Except that the independent assistants are young women and they have new boyfriends. And, when you’re young and in love, you tend to miss a lot of work. And, it’s tempting, when the old lady you’re caregiving for falls asleep, to sneak in a quick chat with your boyfriend. If, when she wakes up, she’s happy dozing in front of the TV, it’s tempting to keep chatting with him. And so on.
So things have started to slip. My sister who lives locally is pretty fried and called for help.

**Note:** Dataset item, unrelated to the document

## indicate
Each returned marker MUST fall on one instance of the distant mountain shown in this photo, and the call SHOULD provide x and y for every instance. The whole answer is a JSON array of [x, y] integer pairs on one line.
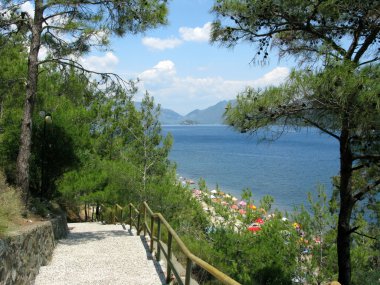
[[169, 117], [211, 115]]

So 90 minute phone call to step in and deal with the situation. Of course, one problem – managing the caregivers – turned into multiple problems.
- Mom’s dog needs vet care. If the caregivers take the dog to the vet, they aren’t in the house, protecting Mom from falling. My sister can’t keep taking time off from work to care for the dog. Solution: I will get the phone number of a “doggy” friend of Mom’s and see if she can take on any vet appointments that are needed. My niece and nephew will start dog-walking again.
- Mom sometimes wants to order take-out or needs someone to pick up birthday presents for her. She is in the habit of handing over her credit card to the caregivers to pay for things. Which puts everyone at risk, including the caregiver. But if the caregivers pay, they forget to get receipts so that my sister can reimburse them. Solution: my other sister will order a Venmo card that we can load with minimal funds for these purposes. I will monitor usage so that we can reload the card when it runs low.
- When my local sister comes to visit Mom, Mom has often fallen asleep in front of the TV. When she wakes up, Mom needs a few minutes to come fully awake then needs to use the bathroom, then gets distracted by the TV. My sister is unable to have a conversation with her. Solution: my other sister will tell the caregivers that my sister will text them when she is 30 minutes away. They will wake mom up, help her to the bathroom, turn off the TV, and engage Mom in conversation so that she is fully awake by the time my sister arrives.
- The caregiver shift changes happen at the same time that the dog is supposed to get fed. No one is ever sure if the person before them fed the dog or not. Solution: I created a dog-feeding chart that they can initial to show that they fed the dog.
These are all minor problems. What came out on the call was how unappreciated my sister who is the local caregiver feels. She feels unappreciated by Mom, she feels unappreciated by the caregivers, she feels unappreciated by her family (who are wrapped up in their own problems).
We scheduled another call for three weeks from now. I sent out action items. At the next call, we’ll review progress on the action items, identify any new action items, and spend the rest of the call appreciating my caregiver sister.
It was a rough week on the old homestead.